The World Health Organization (WHO) has repeatedly called on countries to eliminate asbestos-related diseases (ARDs).1 This goal, from the standpoint of public health and prevention, requires a good estimation of the burden of ARDs which is unfortunately hampered: developing countries lack any meaningful data and developed countries lack data on non-mesothelioma ARDs, e.g., asbestos-related lung cancer and asbestosis. Importantly, many developing countries continue to use asbestos against a background of poor awareness and minimal expertise. Developing countries thus miss a current ‘hidden’ burden and/or are bound to face a substantial ‘future’ burden of ARDs.

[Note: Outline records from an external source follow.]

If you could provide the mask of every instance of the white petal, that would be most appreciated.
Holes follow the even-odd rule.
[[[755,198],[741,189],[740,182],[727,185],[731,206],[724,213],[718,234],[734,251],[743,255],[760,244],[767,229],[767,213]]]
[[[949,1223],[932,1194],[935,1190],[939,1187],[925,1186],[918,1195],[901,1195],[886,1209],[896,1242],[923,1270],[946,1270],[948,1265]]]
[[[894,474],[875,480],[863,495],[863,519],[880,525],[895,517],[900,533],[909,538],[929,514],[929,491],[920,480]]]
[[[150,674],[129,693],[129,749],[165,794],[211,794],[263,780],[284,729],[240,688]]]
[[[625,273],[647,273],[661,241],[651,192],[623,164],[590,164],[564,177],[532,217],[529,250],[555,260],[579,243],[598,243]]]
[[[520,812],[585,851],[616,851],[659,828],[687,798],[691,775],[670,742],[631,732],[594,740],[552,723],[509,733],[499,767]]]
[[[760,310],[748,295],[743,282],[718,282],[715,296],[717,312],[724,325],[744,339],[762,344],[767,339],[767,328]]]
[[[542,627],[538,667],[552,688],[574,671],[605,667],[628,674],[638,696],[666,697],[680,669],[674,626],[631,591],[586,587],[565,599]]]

The WHO righteously emphasizes that the best way to eliminate ARDs is for countries to stop using asbestos.1 In developing countries, however, economic arguments far outweigh those of public health. In 2015, asbestos was mined in five countries, while in 2014 at least 30 countries imported raw asbestos,2 and presumably a much larger number of countries consumed asbestos-containing products. Hence, although more than 60 countries including Australia have banned all or partial use of asbestos,3 the majority of the world’s population currently live in countries with ongoing asbestos consumption.4
With an aim to assess ARD research directions and possible gaps between global needs, we conducted a bibliometric analysis of all scientific literature since 1991 with ARD-related articles as a subset.5 When the three research areas of clinical, laboratory and public health were compared, ARD research showed strong gravitation towards the clinical area and away from the public health area. While such a trend reflected the general ARD situation in developed countries, each developed country placed variable emphasis on the respective research areas. It is therefore possible that the actual and/or perceived research needs for ARDs differ across countries, including their stance towards the global ARD situation.